The land acquisition and resettlement process is managed by Zanu-PF
with war veterans, who have been illegally occupying over a thousand
farms since February, playing a leading role.
As a result farm labourers, perceived as opposition Movement for
Democratic Change (MDC) supporters, have been dispossessed together
with their white employers while the beneficiaries of the scheme are
exclusively ruling party members.
The depositing of 500,000 families without capital, skills or
implements on vast swathes of Zimbabwe's agricultural interior is
already having serious consequences for the environment, particularly
trees and wildlife. Equally seriously, it has led to a marked decline
in the production of tobacco and horticulture, which are major foreign
exchange earners. Tourists have been scared off by the violence
unleashed by Mugabe's militias and the devastation wrought on once
prime wilderness areas such as the Save Valley Conservancy in
Zimbabwe's southern lowveld where war veterans have encouraged
neighbouring villagers to poach game. This has hit foreign currency
earnings which has led in turn to fuel and power shortages.

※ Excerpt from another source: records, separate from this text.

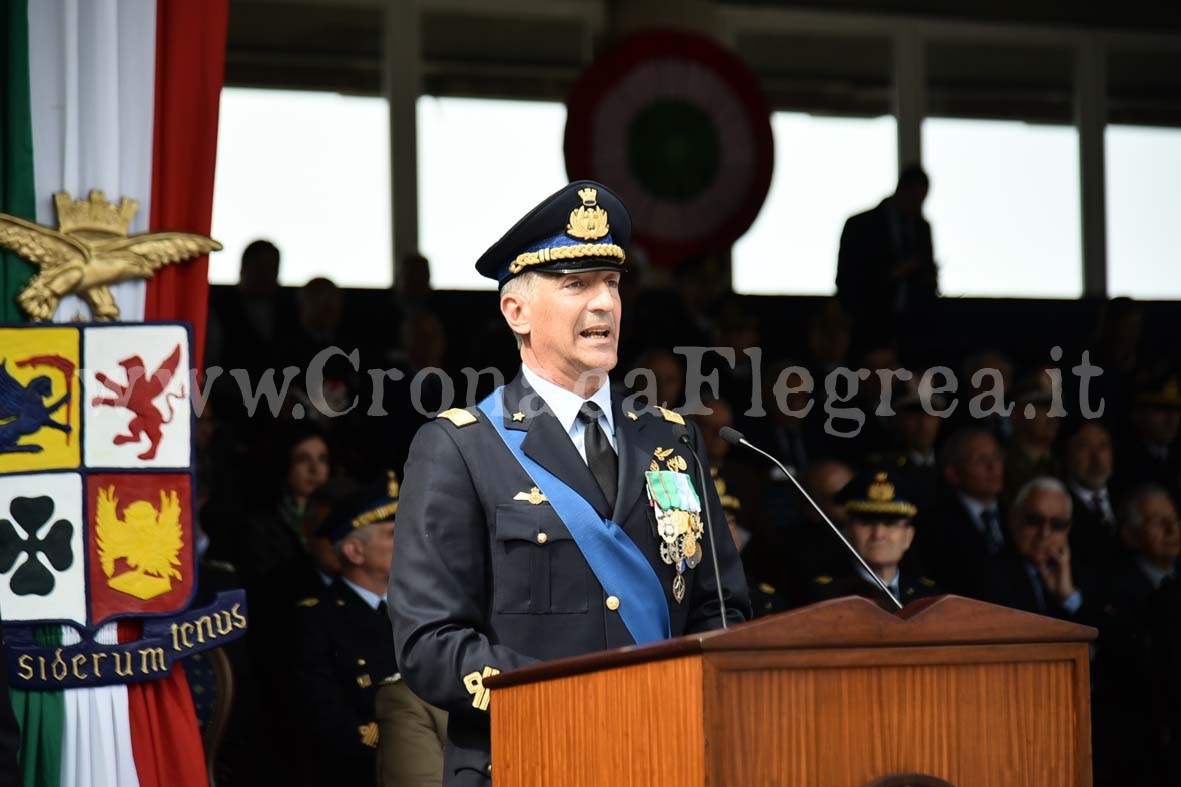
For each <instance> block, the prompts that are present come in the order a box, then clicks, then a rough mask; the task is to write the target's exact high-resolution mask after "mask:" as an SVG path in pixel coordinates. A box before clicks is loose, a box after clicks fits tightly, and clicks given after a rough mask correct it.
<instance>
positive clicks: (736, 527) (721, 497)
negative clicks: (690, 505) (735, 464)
mask: <svg viewBox="0 0 1181 787" xmlns="http://www.w3.org/2000/svg"><path fill="white" fill-rule="evenodd" d="M713 486H715V487H716V488H717V490H718V499H719V500H720V501H722V509H723V510H724V512H726V526H727V527H729V528H730V536H731V538H732V539H733V541H735V547H736V548H737V549H738V557H739V558H743V557H744V555H743V551H744V549H745V548H746V546H748V545H749V544H750V531H748V529H746V528H745V527H743V526H742V523H740V518H742V515H743V512H742V501H740V500H738V499H737V497H735V496H733V495H731V494H727V492H726V482H725V481H723V480H722V479H719V477H717V473H715V477H713ZM743 568H744V570H745V568H746V561H745V558H744V559H743ZM746 587H748V590H749V591H750V606H751V611H752V612H753V613H755V617H756V618H761V617H763V616H764V614H774V613H776V612H783V611H784V610H785V609H788V607H787V604H784V601H783V597H782V596H779V593H778V592H777V591H776V590H775V586H774V585H770V584H769V583H765V581H758V580H757V579H755V577H752V575H751V573H750V571H746Z"/></svg>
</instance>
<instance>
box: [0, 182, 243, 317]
mask: <svg viewBox="0 0 1181 787" xmlns="http://www.w3.org/2000/svg"><path fill="white" fill-rule="evenodd" d="M53 203H54V206H56V207H57V212H58V227H59V229H52V228H50V227H43V226H41V225H38V223H33V222H32V221H26V220H25V219H18V217H17V216H9V215H8V214H4V213H0V249H6V251H8V252H12V253H14V254H17V255H18V256H20V258H22V259H25V260H28V261H30V262H32V264H34V265H37V266H39V267H40V272H39V273H38V274H37V275H35V277H33V279H32V280H31V281H30V282H28V285H27V286H26V287H25V290H24V291H22V292H21V293H20V295H18V297H17V303H19V304H20V307H21V308H22V310H24V311H25V313H26V314H27V316H28V318H30V319H31V320H33V321H38V323H44V321H47V320H51V319H53V313H54V312H56V311H57V308H58V303H60V300H61V298H64V297H65V295H70V294H78V295H80V297H81V298H83V299H84V300H85V301H86V303H87V304H89V305H90V310H91V317H92V319H94V320H96V321H110V320H117V319H119V307H118V306H117V305H116V304H115V298H113V297H112V295H111V291H110V285H112V284H118V282H120V281H126V280H129V279H150V278H151V277H152V274H155V273H156V272H157V271H159V269H161V268H162V267H164V266H165V265H170V264H172V262H182V261H184V260H190V259H193V258H196V256H201V255H202V254H208V253H209V252H216V251H220V249H221V247H222V246H221V243H218V242H217V241H215V240H213V239H210V238H205V236H204V235H195V234H193V233H171V232H159V233H142V234H138V235H130V236H129V235H128V230H129V228H130V226H131V219H132V217H133V216H135V215H136V212H137V210H138V209H139V203H138V202H137V201H135V200H130V199H128V197H123V200H120V202H119V204H118V206H116V204H115V203H111V202H107V201H106V197H105V195H104V194H103V193H102V191H98V190H92V191H91V193H90V197H89V201H84V200H77V201H72V200H71V199H70V194H68V193H66V191H59V193H57V194H54V195H53Z"/></svg>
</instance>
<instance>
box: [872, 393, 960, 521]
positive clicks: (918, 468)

Presiding over this economic disaster is a cabinet hailed by Mugabe at
the time of its appointment in July as bringing "new thinking" to bear
on the myriad problems the country faces. It certainly includes
younger, business-oriented members such as finance minister Simba
Makoni and trade minister Nkosana Moyo. But the government is
answerable, not to parliament with its robust opposition presence, but
to the Stalinist politburo which is hand-picked by Mugabe. It is
therefore open to question how the "new-look" cabinet with its
so-called technocrats can tackle Zimbabwe's deep-seated problems when
the author of the country's misfortunes continues to exercise absolute
power through instruments tailored in the 1980s for a one-party
dictatorship
Facing a presidential poll in 2002 which he has not yet said he won't
contest, and anyway wishing to be remembered as the benefactor of the
rural poor, Mugabe is inclined to use all means of persuasion at his
disposal including war veterans prepared to bludgeon opposition
supporters.
Nevertheless, the South African government continues to insist that
Zimbabwe's problems are colonial in nature and therefore amenable to
negotiable solutions. This presents a conundrum. How will Pretoria play
its role in terms of economic support while international donors, who
like the MDC see the problem as essentially one of governance, sit on
their hands because Mugabe is sabotaging the agricultural foundations
on which the rest of the economy is built?
After a meeting in Harare with their South African counterparts at the
beginning of August, Makoni and Moyo were invited to Pretoria to
negotiate trade and credit agreements. These were seen as part of an
interlocking process. Mbeki and his officials would open the way for
Zimbabwe's international rehabilitation and International Monetary Fund
(IMF) loans while Mugabe undertook to restore the rule of law on the
land.
Zimbabwean ministers claim that is being done. The designation of over
3,000 farms has been carried out in accordance with the new land
acquisition law promulgated by decree under the Presidential Powers
(Temporary Measures) Act and an accompanying constitutional amendment
declaring Britain responsible for compensation forced through
parliament immediately ahead of the June election. Zanu-PF lost the
two-thirds majority required for such amendments in the election.
The confiscation of productive land to propitiate ruling-party
supporters whose violent occupations the president has endorsed,
without any consultation with stakeholders and at enormous cost to the
economy, is certain to prevent a resumption of IMF support.
Furthermore, by signalling to the world that the region supports a
policy of lawlessness and extortion because it can be justified by
history, Southern African leaders are in effect telling investors to
stay away.
The people of Zimbabwe, in two democratic verdicts this year, have
rejected Mugabe's arbitrary approach to land acquisition and his
disastrous economic management. Ignoring those outcomes and expressing
solidarity with a leader who holds his own laws in contempt could
explain why Trevor Manuel is having problems with market sentiment.